If the government passes the legal amendment, the platforms may lose its users who are fear of the punishment. But lessors and tenants are able to use social media to reach and pair up, forcing all the transactions go secrecy. Without a transparent platform for travellers and lessors to compare and compete, it has negative impact to the guest houses quality in aspect of safety, privacy and price.
Gobee.bike: bike-rental services
Free space in public area is very limited, and bike-riding seems as recreational activities more than transport in view of policy makers. Gobee.bike, the leading operator of shared-bike, has deployed around 2400 smart bikes mainly in new towns for riders to rent their bikes by simply scanning a QR code on it by their smartphone anytime and park the bikes anywhere they like.

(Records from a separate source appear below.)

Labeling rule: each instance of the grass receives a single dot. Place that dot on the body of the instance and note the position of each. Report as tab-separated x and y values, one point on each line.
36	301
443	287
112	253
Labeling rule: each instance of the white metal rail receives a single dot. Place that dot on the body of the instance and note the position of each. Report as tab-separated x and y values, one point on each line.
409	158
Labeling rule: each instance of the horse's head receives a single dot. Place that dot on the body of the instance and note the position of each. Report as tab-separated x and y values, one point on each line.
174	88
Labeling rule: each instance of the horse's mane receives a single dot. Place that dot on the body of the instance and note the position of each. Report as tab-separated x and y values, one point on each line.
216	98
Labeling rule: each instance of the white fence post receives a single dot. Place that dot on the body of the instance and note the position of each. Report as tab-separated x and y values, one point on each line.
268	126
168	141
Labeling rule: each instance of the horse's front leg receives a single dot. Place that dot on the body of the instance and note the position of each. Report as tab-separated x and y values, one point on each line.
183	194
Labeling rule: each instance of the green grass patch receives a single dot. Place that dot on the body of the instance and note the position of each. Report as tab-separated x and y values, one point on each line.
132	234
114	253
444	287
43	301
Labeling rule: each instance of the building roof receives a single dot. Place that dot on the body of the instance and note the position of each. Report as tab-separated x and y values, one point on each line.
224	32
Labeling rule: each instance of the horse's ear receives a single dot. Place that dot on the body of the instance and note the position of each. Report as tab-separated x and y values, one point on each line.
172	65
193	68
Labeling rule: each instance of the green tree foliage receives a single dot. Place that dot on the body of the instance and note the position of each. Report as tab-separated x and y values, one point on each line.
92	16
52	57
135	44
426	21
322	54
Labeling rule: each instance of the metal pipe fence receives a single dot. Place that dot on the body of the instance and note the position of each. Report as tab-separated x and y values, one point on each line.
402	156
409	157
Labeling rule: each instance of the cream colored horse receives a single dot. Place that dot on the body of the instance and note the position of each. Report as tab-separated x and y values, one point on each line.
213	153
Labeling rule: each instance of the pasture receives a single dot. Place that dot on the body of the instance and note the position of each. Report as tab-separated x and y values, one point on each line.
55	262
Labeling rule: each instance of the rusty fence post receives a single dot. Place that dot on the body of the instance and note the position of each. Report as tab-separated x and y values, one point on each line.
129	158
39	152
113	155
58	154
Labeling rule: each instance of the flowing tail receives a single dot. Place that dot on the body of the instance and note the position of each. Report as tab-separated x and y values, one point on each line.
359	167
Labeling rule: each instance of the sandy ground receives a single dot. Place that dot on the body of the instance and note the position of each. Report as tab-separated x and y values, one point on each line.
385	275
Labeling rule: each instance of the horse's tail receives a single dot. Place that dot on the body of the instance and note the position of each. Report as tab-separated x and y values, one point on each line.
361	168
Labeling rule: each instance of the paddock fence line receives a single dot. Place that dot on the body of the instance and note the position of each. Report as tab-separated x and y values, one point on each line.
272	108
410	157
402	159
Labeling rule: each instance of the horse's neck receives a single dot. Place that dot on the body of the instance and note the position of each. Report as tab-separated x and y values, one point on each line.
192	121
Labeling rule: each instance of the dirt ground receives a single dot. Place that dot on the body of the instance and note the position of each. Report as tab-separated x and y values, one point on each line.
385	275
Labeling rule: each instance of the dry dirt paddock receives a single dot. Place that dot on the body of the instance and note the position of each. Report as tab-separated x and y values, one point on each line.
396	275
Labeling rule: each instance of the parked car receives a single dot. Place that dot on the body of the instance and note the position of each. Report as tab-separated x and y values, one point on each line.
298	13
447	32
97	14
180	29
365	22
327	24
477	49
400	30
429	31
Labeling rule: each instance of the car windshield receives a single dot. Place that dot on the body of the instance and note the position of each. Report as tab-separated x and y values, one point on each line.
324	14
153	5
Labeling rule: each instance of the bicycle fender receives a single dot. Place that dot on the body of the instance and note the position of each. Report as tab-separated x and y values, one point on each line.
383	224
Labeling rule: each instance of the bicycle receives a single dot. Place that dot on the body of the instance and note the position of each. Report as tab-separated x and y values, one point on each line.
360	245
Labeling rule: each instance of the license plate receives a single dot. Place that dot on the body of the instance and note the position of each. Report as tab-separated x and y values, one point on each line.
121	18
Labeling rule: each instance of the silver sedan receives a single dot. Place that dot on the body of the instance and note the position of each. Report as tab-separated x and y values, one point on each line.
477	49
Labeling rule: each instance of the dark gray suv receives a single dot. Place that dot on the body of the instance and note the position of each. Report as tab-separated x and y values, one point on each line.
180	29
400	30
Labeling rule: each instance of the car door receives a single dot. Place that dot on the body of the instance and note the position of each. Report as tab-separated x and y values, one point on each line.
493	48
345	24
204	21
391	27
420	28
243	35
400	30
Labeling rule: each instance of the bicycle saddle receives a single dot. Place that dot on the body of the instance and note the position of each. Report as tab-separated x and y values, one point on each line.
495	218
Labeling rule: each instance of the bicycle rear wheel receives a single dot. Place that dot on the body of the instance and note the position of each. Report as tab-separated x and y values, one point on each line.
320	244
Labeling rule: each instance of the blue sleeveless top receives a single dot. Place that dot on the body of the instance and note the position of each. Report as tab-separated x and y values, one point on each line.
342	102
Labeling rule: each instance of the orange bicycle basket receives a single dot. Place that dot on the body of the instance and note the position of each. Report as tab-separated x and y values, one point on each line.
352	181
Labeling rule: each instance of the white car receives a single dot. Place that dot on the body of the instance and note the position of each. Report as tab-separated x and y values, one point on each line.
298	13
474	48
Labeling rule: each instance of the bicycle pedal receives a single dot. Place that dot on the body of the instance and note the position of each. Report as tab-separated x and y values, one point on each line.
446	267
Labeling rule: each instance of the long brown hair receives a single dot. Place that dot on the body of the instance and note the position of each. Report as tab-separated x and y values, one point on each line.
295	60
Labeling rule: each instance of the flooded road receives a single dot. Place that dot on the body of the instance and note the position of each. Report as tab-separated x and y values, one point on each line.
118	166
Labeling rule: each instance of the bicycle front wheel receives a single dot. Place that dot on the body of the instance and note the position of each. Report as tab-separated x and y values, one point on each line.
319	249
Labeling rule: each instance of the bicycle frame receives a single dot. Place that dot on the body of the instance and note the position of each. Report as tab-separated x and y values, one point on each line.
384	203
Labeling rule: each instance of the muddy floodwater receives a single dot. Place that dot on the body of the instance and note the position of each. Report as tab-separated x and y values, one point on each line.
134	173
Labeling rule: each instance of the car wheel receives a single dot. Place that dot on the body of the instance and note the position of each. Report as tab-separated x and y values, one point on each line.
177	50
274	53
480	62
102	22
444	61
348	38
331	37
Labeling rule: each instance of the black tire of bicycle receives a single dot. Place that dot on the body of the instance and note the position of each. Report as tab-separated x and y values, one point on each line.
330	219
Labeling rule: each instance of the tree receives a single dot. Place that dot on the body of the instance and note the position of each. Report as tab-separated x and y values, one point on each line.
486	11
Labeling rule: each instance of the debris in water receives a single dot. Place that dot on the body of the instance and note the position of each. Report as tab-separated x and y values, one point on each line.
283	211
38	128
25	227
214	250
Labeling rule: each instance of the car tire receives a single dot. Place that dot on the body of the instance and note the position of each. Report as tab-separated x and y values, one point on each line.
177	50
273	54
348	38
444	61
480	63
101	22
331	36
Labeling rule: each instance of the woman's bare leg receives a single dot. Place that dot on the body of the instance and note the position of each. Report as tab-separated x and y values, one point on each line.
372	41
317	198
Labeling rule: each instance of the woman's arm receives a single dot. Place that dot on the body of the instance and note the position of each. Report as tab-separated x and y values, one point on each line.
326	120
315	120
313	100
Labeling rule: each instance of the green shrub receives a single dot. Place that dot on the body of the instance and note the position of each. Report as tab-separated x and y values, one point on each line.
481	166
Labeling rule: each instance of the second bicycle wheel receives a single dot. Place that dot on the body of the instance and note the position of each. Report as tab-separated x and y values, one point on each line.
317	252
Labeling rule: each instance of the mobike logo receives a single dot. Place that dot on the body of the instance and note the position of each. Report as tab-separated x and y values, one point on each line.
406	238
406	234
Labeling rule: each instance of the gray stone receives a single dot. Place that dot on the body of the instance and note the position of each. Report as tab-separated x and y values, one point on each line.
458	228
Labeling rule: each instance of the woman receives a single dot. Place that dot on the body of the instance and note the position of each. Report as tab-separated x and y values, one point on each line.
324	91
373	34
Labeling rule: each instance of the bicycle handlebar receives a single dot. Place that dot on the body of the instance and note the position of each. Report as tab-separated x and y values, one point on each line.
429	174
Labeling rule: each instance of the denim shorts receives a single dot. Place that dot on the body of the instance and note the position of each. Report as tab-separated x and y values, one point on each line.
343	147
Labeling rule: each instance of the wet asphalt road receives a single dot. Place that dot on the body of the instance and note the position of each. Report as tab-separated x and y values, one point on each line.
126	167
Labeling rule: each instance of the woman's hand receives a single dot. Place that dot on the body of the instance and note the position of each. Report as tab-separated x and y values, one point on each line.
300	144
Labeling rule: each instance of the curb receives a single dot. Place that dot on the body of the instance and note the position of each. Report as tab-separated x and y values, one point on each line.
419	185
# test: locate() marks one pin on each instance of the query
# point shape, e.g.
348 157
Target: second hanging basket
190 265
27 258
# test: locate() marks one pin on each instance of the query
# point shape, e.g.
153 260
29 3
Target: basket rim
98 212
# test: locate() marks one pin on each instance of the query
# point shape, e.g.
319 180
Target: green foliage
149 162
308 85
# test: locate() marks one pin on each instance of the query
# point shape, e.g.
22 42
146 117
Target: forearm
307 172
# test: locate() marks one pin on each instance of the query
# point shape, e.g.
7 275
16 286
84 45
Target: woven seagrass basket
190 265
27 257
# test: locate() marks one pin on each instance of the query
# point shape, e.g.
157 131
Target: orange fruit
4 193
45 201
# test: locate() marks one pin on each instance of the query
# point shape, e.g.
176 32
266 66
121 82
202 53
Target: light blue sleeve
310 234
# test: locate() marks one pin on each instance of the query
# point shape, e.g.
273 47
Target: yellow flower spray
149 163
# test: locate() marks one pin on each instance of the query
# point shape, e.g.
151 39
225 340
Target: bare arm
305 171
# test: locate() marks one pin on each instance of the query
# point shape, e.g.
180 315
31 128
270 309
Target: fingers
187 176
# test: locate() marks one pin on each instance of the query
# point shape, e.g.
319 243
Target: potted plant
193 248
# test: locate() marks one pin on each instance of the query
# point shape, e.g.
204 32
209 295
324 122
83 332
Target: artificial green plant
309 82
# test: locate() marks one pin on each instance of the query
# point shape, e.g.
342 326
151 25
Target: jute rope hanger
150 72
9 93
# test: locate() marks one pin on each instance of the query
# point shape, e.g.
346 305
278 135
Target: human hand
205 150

The spread of these smart bikes occupied not only scarce bicycle parking space but also sidewalk, drawing complaints of illegal parking from residents. Following that, the government seized 23 bikes parked on public area owned by the company
Since the deployment of first smart bike on street, the debate over the concept of shared bike is ignited. Unlike Uber, Gobee.bike owns every smart bike and the firm takes all the rental fee from users, people argue that the concept of sharing economy does not apply in this business model as these bikes are not originally under-utilized resource in the hand of users, and the bikes using up extra resource (i.e. road space) is an act of intervention to public interest.
Moreover, for residents who have their own bike, the smart bikes compete with limited parking space; Brick-and-mortar bike-rental shops vow Gobee.bike runs bike-rental business without paying for heavy rental cost of the outlets, it is an unfair game (to them).
New mobile technology allows users to access the shared bikes in app anytime. It is the next wave of advancement in public transport, people can access the bikes when and where they need at an affordable cost, so people do not need to own their bikes for transportation.
When Gobee.bike is promoting cycling on shared bikes as a “the faster, smarter and more environmentally friendly way to get around town”, cycling routes and parking space are not ready to bear surge of bike users, thus causing frictions among other road users and bike suppliers.